Perseus
Natural language command-and-control for a homelab: 20 specialized agents, three LLM backends, and a Discord interface that makes infrastructure feel like a conversation.
Natural language command-and-control for a homelab: 20 specialized agents, three LLM backends, and a Discord interface that makes infrastructure feel like a conversation.
Perseus is a centralized command layer for a self-hosted homelab. Instead of SSH-ing into five machines and juggling terminals, I send a natural language message in Discord and the right agent handles it. A chat router classifies the intent (infrastructure query, content task, trend hunt, compliance check) and dispatches to one of 20 registered agents, each wired to the LLM backend that makes sense for its workload.
The division is deliberate: latency-sensitive or high-volume tasks (content curation, trend analysis, social drafting) go to a local Ollama model at zero marginal cost. Tasks that need strong reasoning (compliance risk assessment) hit GPT-4o-mini. Strategic analysis goes to Grok. The system tracks per-request token spend against a monthly budget ceiling and alerts before things get expensive.
The /chat endpoint is the core. Every incoming message, whether from Discord or direct REST, flows through a linear intent classifier that pattern-matches against keyword sets before falling through to a general-purpose brain. The classifier is intentionally simple: a fast keyword scan over the lowercased command string, not an LLM call, so routing itself costs nothing.
Once a message is classified, the dispatcher looks up the agent in a registry that records which backend (ollama, gpt4o-mini, grok-fast) and whether it runs locally. The agent's prompt is built from a template function (build_prompt) that injects prior context when available, then the call is dispatched to the right backend, cost is computed from the token usage response, and the result is logged to PostgreSQL.
# Content agent triggers: keyword scan before falling through to the general brain
agent_name = None
if any(t in lc for t in ["post ideas", "post idea", "generate post", "social post"]):
agent_name = "social_publisher"
elif any(t in lc for t in ["find trends", "trending niches", "trend hunt", "viral trends"]):
agent_name = "trend_hunter"
elif any(t in lc for t in ["curate content", "filter content", "dedup", "deduplicate"]):
agent_name = "content_curator"
elif any(t in lc for t in ["rewrite this", "rephrase this", "rewrite caption"]):
agent_name = "content_rewriter"
elif any(t in lc for t in ["compliance scan", "policy scan", "content scan"]):
agent_name = "compliance_scanner"
if agent_name:
prompt = build_prompt(agent_name, state)
local = AGENT_REGISTRY.get(agent_name, {}).get("local", True)
cost = 0.0
if local:
result_data = call_ollama(prompt)
result = result_data.get("result", "")
else:
# compliance_scanner routes to GPT-4o-mini; tracks token cost
gr = requests.post(
"https://api.openai.com/v1/chat/completions",
headers={"Authorization": f"Bearer {OPENAI_API_KEY}"},
json={"model": "gpt-4o-mini", "messages": [{"role": "user", "content": prompt}],
"temperature": 0.5, "max_tokens": 200},
timeout=30,
)
rj = gr.json()
result = rj["choices"][0]["message"]["content"].strip()
u = rj.get("usage", {})
cost = (u.get("prompt_tokens", 0) / 1e6 * 0.15) + (u.get("completion_tokens", 0) / 1e6 * 0.60)
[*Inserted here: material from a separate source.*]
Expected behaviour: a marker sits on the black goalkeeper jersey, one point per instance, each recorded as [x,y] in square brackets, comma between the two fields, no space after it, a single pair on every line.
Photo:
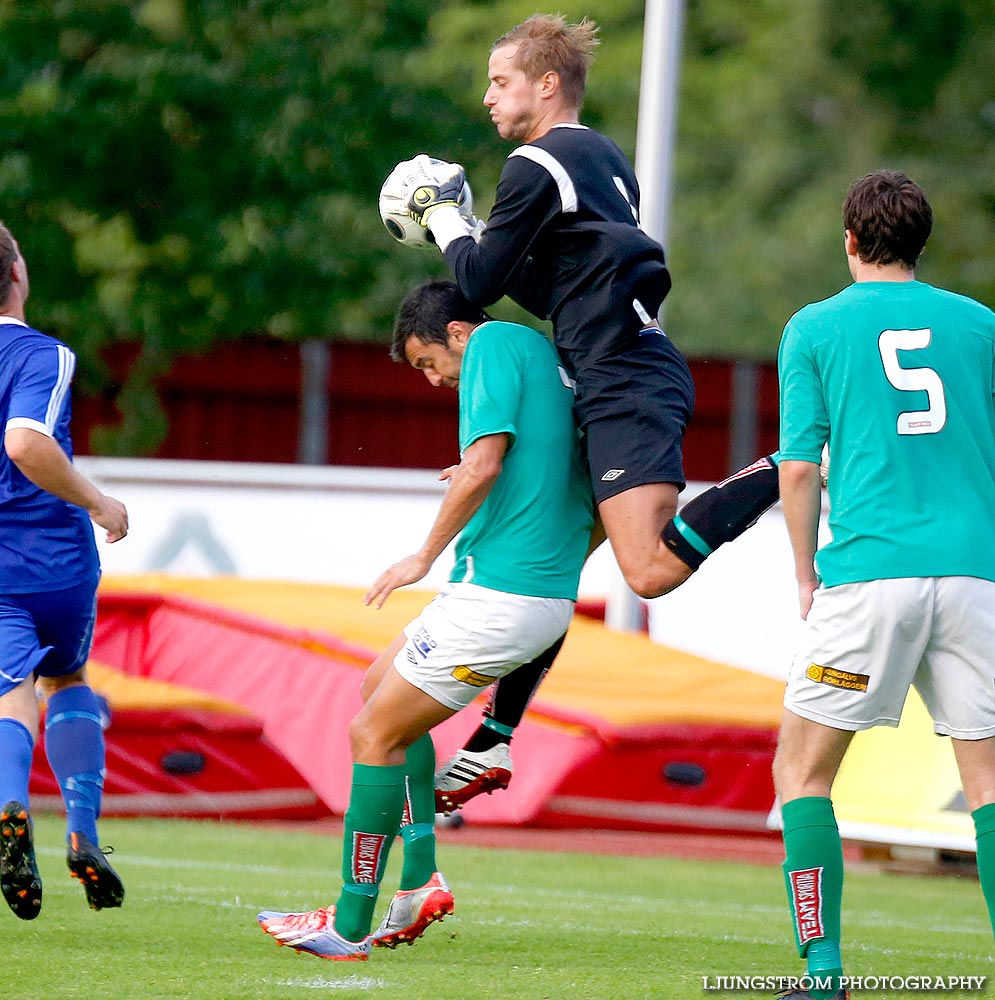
[564,242]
save_to_db(agent_name, command, result, cost)
Beyond content agents, Perseus manages the homelab directly. SSH commands are classified into three tiers before they run: a blocklist of destructive operations (rm -rf /, dd if=/dev/zero, shutdown) that are rejected outright; a read-only auto-approve list (ps, nvidia-smi, ollama list, df, systemctl status) that runs immediately; and everything else, which parks in a PENDING_EXEC queue until an explicit !exec approval arrives. The host is resolved by alias (gpu → the right LXC IP, vpn → WireGuard node) so commands can be issued by role rather than by address.
The same infrastructure map also feeds the health monitor, which hits all nodes in parallel, checking CPU, RAM, disk, GPU utilization and temperature, and Ollama model status, then sends a Discord alert when any threshold trips.
Most homelab "automation" is a pile of shell scripts you have to remember. Perseus is the alternative: one interface, one context window, a history of what ran and what it cost. The Discord layer means I can check a failing cron job or queue a content draft from my phone without opening a terminal. The cost tracking means I never hit a surprise API bill; the system tells me when I'm approaching the ceiling before I get there.